Page MenuHomePhabricator

Parsoid doesn't respect strip state markers found in preprocessor output
Closed, DuplicatePublic

Description

StripState markers protect content that need to be protected from further "wikitext processing". So, where the return value from Parser::replaceValues has strip state markers set, Parsoid needs to actually tunnel that content through rather than unwrap and let it go through the rest of the Parsoid pipeline.

For example, some parser functions might return HTML not wikitext, and where the content might contain wikitext characters, we are now going to potentially mangle that output.

The reason we haven't run into this so far seems to be because none of the extensions deployed on the Wikimedia cluster register parser functions whose return values have the "isHTML" flag set.

Event Timeline

Change 714443 had a related patch set uploaded (by Subramanya Sastry; author: Subramanya Sastry):

[mediawiki/services/parsoid@master] Document bug in DataAccess.php as a FIXME

https://gerrit.wikimedia.org/r/714443

ssastry triaged this task as Medium priority.Aug 24 2021, 12:15 AM

But, what is surprising is that this hasn't resulted in any noticeable bug report (unless I missed it) from any 3rd party parsoid users.

Related, not but dupe .. but, we could still close this as a dupe of that task and update the description there.

The general problem is how to handle strip state markers in preprocessor output. Strip markers are inserted for things other than html-returning parser functions. So we just need to investigate all of them and figure out how to handle this.

For parser functions, we may need to introduce a different internal method for Parsoid's usecase to pass along isHTML information back to Parsoid so we than handle it properly rather than mess with strip markers in the return value, i.e. pass back better typed return values.

And, similarly for other cases where they are being used or maybe it is safe to simply unwrap them in those other cases.

Change 714443 abandoned by Subramanya Sastry:

[mediawiki/services/parsoid@master] Document bug in DataAccess.php as a FIXME

Reason:

https://gerrit.wikimedia.org/r/714443

The general problem is how to handle strip state markers in preprocessor output.
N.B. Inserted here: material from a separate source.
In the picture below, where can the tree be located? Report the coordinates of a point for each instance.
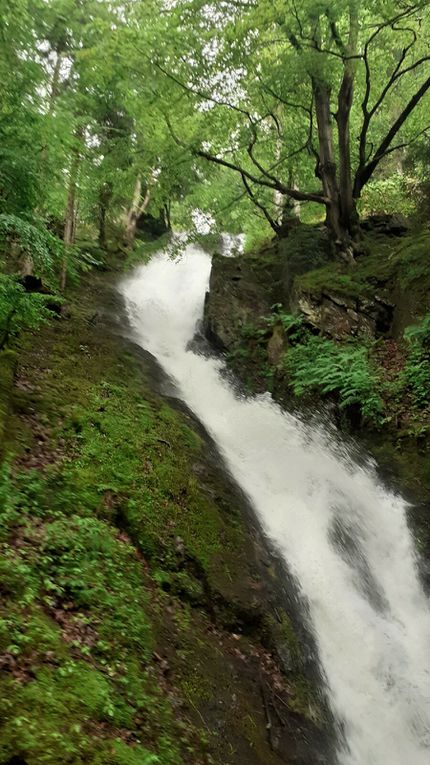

So can we merge this into T257606 then?

i.e. pass back better typed return values.

That sounds fine for top level parser function calls but maybe not for those nested in templates? We'd need a native preprocessor in place.

Well, T178588: Handle parser functions returning raw html and T279094: Support for parser functions using "isHTML"? are bugs due to this missing functionality, but I think strip state is slightly different from "parser functions returning html not wikitext" which is what those two bugs are about. But *one thing* stripstate is used for is to tunnel raw html through the parser.

Here is an example. See the difference for the SyntaxHighlightExtension: Core parser output vs Parsoid.

Change 714443 restored by Subramanya Sastry:

[mediawiki/services/parsoid@master] Document bug in DataAccess.php as a FIXME

https://gerrit.wikimedia.org/r/714443

Change 714443 merged by jenkins-bot:

[mediawiki/services/parsoid@master] Document bug in DataAccess.php as a FIXME

https://gerrit.wikimedia.org/r/714443

Here is an example. See the difference for the SyntaxHighlightExtension: Core parser output vs Parsoid.

Not entirely accurate.

Parsoid passes OT::PREPROCESS flag which effectively decouples the preprocessing and the extension expansion pieces into two independent steps. So, Parsoid loses info between {{#tag:syntaxhighlight|<nowiki>...</nowiki>}} and <syntaxhighlight><nowiki..</nowiki></syntaxhighlight> syntactic forms.

However, when OT::HTML flag is passed (as is the case when the content is being parsed to HTML all the way without a decoupled preprocessing step), SyntaxHighlight receives preprocessed content with strip marker info intact which it exploits to distinguish between {{#tag:syntaxhighlight|<nowiki>...</nowiki>}} and <syntaxhighlight><nowiki..</nowiki></syntaxhighlight> syntactic forms.

In the Parsoid case, a 'general' strip marker is used for the nowiki (since it isn't being expanded) whereas in the legacy parser case, a 'nowiki' strip marker is used for the nowiki (which is then stripped out in SyntaxHighlight).

Needs more investigation to untangle this fully.

I think there's a general pattern (both here and in Scribunto module arguments especially) of using <nowiki> as a way to protect template arguments from the preprocessor. Scribuno in particular is in the habit of reaching into the strip state to get the original text that was inside the <nowiki> as a way to get the "raw" argument text.

We could probably just handle this in Parsoid's tokenizer, ie special case:

{{templatename|<nowiki>...</nowiki>|..}}

as an alternative template option syntax that means "pass this argument literally".

Some examples at https://en.wikipedia.org/wiki/User:Cscott/T289545

After pondering that for a bit, realized that this probably won't work since Parsoid calls the core preprocessor for expanding templates.

https://gerrit.wikimedia.org/r/c/mediawiki/core/+/743026 might do the trick ... need to verify that doesn't break anything else.

Anyway, this discussion is now tangential to this task. Since we determined that, we should probably move additional discussion to T272939 or file a different task.

Okay, the work in this task includes T272939 and T279094. The first one is resolved. The second one is not. As such, at this point, this is just a dupe of T279094 and I will close this as such.